Numbers and colors

Age shouldn't really matter; it's all about what's inside and what's driving you and what you want to accomplish out of life.

 

I've been doing a lot of thinking lately about age. Ages of people I hang out with, interact with, talk with, work with. My own age, which is creeping up on 40 despite my trying to be ageless (dang it). What my mother's life was like when she was my age. What's expected of a person my age.

Yes, I know; it's all silly. Trivial. Age shouldn't really matter; it's all about what's inside and what's driving you and what you want to accomplish out of life. But I'm feeling like I'm at an age where I should know what I want to do with my life. I'm also feeling like I do know what I want to do with my life, and I'm doing it—albeit not really being compensated for it, not yet, which is sometimes depressing.

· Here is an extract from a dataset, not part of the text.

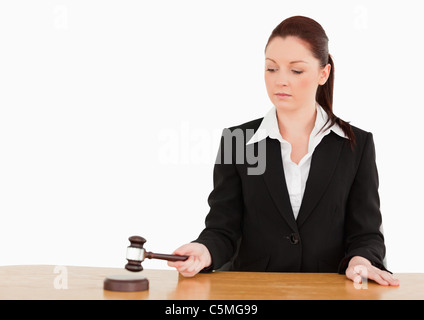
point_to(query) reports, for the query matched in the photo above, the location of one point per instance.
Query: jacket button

I went to college, undergrad and graduate. I have two degrees. I'm a smart person, trained, quick to learn. I used to have a respectable salary and a decent job. But I wasn't happy.

So now I'm doing things that you don't need degrees for. Sometimes I feel, I don't know…like the education that my parents said was so important isn't? Something like that. Or that I'm not using my talents.

But putting my writing skills and training to use in writing band bios and artist reviews and interviews—that's using my talents, isn't it?

So I guess what it all comes down to is numbers. As in, they're not important. Happiness and fulfillment are the secrets, not your age or the size of your bank account. (Though, don't get me wrong; actually having money in the bank is a good thing. Bouncing checks and living off credit cards is not. I am glad to be done with that, oh my.)

I might even stop dying my hair. And if a strand or two comes in grey, well, it's just a color, right? It says nothing about dreams and desires.

Which, let's face it, are the stuff that's life's made of. The stuff that makes every day worth living. The stuff that makes things happen.